Hey, Jonathan Wolleben here. Thanks for taking the question. A few on EVOLVE, the eDiary study. Wondering if this was requested by FDA, why four to 11 versus four to seven ? Did you collect any other data, whether, you know, patch adhesion site reactions, anaphylaxis or any safety data, anything else you can learn from the EVOLVE study besides validating the eDiary?

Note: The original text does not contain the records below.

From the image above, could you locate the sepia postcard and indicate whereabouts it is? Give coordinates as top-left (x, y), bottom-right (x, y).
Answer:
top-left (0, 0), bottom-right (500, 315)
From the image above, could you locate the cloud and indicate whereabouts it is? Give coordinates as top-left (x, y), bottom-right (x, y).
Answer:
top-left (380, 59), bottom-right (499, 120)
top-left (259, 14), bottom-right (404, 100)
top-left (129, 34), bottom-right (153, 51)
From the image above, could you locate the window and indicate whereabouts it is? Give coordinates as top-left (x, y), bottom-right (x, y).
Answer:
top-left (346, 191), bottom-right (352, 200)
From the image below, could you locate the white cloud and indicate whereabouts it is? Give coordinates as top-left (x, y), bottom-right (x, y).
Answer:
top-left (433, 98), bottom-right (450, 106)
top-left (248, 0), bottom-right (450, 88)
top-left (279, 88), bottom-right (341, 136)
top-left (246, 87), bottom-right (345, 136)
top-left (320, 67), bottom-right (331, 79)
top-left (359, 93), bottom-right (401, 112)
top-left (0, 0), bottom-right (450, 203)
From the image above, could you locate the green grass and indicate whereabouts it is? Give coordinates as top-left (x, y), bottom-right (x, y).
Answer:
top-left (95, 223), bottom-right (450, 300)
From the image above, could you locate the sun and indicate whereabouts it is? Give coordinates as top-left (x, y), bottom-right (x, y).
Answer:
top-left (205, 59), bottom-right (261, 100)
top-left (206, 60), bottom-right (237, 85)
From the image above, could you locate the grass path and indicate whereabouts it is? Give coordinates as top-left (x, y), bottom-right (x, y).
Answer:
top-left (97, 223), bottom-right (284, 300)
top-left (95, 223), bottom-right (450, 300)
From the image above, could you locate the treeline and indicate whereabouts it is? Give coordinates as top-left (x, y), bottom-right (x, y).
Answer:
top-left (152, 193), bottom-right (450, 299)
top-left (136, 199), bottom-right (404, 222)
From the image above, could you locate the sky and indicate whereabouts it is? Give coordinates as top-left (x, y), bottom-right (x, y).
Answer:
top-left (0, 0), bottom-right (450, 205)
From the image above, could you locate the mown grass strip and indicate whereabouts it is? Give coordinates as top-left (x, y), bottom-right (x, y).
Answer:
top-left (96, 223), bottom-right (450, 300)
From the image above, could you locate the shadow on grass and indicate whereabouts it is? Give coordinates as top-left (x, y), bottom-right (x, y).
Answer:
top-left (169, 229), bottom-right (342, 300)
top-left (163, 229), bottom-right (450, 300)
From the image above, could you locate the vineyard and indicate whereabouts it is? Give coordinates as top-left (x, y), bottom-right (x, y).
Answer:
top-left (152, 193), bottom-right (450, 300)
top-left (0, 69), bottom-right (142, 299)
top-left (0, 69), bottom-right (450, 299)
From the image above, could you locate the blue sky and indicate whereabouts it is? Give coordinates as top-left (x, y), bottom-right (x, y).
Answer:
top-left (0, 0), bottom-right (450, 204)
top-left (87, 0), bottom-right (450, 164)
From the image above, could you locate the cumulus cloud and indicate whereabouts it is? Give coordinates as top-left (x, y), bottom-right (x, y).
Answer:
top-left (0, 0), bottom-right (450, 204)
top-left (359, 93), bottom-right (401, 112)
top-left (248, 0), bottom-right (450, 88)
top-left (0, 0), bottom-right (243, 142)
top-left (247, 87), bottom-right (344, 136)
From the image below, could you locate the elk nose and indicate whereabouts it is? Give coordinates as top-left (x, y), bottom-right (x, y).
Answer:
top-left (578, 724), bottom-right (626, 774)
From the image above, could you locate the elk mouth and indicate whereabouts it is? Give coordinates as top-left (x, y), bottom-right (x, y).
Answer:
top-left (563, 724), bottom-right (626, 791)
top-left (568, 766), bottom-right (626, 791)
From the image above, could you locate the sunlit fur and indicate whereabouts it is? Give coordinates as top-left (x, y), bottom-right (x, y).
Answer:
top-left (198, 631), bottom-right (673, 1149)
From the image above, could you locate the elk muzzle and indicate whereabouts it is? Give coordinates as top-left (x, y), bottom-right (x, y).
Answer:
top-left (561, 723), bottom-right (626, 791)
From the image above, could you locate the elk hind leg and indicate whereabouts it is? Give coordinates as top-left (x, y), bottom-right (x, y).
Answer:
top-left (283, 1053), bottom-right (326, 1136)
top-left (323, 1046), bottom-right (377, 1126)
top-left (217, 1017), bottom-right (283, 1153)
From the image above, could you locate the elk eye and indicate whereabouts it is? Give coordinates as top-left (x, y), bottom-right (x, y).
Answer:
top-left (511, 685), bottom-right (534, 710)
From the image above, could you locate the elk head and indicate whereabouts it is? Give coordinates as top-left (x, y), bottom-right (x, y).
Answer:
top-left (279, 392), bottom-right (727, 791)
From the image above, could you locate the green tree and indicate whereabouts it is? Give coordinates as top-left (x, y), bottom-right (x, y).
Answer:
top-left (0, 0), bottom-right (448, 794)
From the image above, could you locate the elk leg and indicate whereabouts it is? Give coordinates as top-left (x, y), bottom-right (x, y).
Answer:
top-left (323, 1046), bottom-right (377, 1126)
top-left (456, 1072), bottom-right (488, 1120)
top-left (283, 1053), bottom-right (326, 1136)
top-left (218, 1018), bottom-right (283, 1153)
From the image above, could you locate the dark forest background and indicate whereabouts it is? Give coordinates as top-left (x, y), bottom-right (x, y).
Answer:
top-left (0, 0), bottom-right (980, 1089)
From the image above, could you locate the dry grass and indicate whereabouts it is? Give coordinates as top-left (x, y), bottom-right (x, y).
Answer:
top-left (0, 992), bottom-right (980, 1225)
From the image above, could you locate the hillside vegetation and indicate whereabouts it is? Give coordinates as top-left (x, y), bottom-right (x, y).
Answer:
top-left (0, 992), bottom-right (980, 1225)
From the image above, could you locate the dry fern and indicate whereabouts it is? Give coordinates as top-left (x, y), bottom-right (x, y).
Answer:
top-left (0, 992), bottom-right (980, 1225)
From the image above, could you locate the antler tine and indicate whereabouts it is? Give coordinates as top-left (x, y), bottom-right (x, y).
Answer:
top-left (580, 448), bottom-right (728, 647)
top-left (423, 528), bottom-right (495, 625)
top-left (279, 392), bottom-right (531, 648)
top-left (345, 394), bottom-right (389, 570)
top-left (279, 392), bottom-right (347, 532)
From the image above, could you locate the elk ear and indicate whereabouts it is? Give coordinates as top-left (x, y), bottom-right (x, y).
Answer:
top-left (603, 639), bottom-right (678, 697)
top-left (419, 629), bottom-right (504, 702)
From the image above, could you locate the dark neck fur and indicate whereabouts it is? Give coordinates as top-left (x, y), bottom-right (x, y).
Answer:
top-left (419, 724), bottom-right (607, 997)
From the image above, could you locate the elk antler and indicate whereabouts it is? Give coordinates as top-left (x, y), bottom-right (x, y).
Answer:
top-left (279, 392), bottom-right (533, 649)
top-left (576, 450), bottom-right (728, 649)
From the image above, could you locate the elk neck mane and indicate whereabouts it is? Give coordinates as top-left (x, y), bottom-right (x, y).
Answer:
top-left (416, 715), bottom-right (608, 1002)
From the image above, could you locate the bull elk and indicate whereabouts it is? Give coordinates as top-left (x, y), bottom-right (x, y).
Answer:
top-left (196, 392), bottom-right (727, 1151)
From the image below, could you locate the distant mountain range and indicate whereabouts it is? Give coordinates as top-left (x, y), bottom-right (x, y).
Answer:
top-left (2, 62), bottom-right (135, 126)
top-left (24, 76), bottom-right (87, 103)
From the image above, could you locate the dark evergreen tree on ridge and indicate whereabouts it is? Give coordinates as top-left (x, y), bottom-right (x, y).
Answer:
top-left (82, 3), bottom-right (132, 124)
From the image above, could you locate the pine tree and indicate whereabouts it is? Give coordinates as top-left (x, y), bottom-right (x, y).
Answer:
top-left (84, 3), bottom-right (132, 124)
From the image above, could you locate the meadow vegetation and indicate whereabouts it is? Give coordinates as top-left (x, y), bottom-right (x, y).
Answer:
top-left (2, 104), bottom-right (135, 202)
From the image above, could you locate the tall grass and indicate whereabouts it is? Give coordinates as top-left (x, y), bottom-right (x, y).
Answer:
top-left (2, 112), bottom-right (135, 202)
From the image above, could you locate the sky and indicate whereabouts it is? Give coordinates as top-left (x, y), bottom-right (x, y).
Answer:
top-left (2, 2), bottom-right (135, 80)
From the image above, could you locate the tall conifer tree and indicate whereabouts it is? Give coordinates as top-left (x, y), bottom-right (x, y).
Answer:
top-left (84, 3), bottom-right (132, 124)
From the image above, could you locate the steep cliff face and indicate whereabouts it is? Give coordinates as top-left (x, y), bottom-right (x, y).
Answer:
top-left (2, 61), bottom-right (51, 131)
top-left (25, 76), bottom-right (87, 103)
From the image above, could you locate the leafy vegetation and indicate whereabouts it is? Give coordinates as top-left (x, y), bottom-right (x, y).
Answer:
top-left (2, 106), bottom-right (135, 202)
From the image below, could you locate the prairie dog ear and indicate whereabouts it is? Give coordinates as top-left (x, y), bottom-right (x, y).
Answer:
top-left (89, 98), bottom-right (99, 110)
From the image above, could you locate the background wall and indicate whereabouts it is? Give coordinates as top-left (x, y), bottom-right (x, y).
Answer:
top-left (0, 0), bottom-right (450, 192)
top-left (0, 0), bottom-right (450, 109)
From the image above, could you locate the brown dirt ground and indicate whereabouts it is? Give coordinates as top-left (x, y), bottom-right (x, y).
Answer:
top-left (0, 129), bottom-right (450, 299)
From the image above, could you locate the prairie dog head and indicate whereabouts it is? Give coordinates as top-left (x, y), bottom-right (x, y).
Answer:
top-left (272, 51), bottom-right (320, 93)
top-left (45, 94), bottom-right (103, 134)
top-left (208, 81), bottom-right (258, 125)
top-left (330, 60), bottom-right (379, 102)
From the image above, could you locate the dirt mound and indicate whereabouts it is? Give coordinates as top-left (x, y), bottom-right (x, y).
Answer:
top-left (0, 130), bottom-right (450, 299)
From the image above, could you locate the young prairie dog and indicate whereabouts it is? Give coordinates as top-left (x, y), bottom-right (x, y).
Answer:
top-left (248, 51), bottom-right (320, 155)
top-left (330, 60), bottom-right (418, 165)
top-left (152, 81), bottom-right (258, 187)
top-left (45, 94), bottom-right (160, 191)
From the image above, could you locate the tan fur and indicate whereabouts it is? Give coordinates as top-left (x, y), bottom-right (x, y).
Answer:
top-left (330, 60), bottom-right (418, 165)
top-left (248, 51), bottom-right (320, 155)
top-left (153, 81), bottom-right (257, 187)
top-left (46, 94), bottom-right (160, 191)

I'll have Pharis give you more details. To be clear, no, this was entirely our decision. This decision was made when we were contemplating doing a new pivotal trial. Given the fact we have a new patch, we also know, John, I think that now adhesion on application is a marker of adhesion, obviously, through the day. That we'll be using eDiary tool to make sure that we capture all the rich data was required to inform the BLA and the label. Our decision was made on our own to sort of... The expression to me was sort of work the yada yads out to make sure that when we rolled out that tool in VITESSE, a pivotal trial, we were very confident it was the right tool for us, which is what this was intended to do.
It was not powered to prove or measure anything. It's something we choose to do or chose to do, again, to make sure that we came into VITESSE confident that we had a good IFU and a good tool to capture the data. Pharis, anything else you wanna add to that?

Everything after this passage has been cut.